詩的言語と想像力のこと
2019-06-22
「伝達言語」とは異なる想像力の共同体共感性をもって多くの人に受け入れられること
多くの子どもたちが対話して自らの想像世界を広げる
ゼミ4年生が教育実習を終え、各自の研究授業に対して国語教育上の課題を提示した。課題解決の方向性を各自が発表するゼミを、この日から2週にわたって行う。漢字学習の日常生活での活用?「感想文」とは何を書けばよいのか?説明文の「事実」とはいかなるものか?そして物語・小説教材の「叙述」「描写」「心情」とはどのように考えたらよいか?などのテーマにゼミ生からの提案があった。教育実習では文学教材を扱った者も多く、子どもたちの多様な想像力と向き合った授業づくりをしたことにやや安堵を覚えた。昨今の教材観からすると説明文に偏向する傾向も否めず、現場教員の方々も文学教材の価値を見定め難く思っているきらいがある。反動的に教育実習で文学教材が多かったのでなければと杞憂をしつつ、豊かな想像力を教師への希望と関連付けた実習を行うことができたゼミ生たちは幸せであった。

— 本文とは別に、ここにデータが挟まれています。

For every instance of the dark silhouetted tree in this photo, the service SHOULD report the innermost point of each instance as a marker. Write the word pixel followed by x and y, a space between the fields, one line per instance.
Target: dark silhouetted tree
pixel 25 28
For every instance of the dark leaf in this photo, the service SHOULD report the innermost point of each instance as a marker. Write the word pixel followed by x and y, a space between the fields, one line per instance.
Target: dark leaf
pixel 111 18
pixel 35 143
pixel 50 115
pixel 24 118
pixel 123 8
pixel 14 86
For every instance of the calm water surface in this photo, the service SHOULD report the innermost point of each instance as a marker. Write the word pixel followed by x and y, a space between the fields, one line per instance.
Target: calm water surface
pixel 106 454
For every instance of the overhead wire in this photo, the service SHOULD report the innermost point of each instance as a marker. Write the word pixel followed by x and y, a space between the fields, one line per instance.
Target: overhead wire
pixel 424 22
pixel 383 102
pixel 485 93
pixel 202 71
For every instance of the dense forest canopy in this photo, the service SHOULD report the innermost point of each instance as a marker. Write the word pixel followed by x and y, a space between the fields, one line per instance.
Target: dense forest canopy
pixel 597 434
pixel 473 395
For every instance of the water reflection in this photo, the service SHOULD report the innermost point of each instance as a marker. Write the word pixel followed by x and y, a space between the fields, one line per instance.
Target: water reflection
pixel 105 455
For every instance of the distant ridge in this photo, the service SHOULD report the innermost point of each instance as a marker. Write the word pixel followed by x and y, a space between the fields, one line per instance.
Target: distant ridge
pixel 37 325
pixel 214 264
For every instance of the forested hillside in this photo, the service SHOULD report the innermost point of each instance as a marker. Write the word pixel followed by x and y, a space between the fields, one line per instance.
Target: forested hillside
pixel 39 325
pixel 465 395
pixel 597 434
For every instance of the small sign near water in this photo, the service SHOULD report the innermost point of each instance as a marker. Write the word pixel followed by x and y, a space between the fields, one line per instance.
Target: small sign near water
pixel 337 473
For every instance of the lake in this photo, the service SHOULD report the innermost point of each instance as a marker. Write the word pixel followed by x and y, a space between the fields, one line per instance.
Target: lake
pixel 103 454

「国語」は歴史的経緯からして、様々な要素を混在させた教科である。用字・発音・文法・語彙を基盤とする基本的な「話す・聞く・書く・読む」活動を技術的に達成すること。かたや前述したような文学教材に向き合い想像力を基盤とし知性・感性の成熟を育むこと。大きく技術と情操に関する分野を混在させていることで、教師も「めあて」が曖昧になってしまうことも少なくない。音読するにしても、意味を考えるにしても、想像に委ねるにしても、同一の言語観でしか向き合わないことに、大きな問題があるようにも思う。よって文学教材で「意味」を技術的に考えることと、想像力に遊ぶ学習活動が重なることから曖昧な「描写」や「心情」の扱いになってしまう。短歌が「説明的」というのは、明らかに「伝達言語」で三十一文字が構成されているからであろう。だが「伝達言語」のように見えて「詩的言語」である短歌などには、底知れぬ魅力を感じてしまうことには、このような事情が関係しているようにも思われる。
叙述・描写・心情はどこにあるか?
まずは教師が文学を読む姿勢があるか
変わることができない「国語」を新たにするのは「詩的言語」ではないか。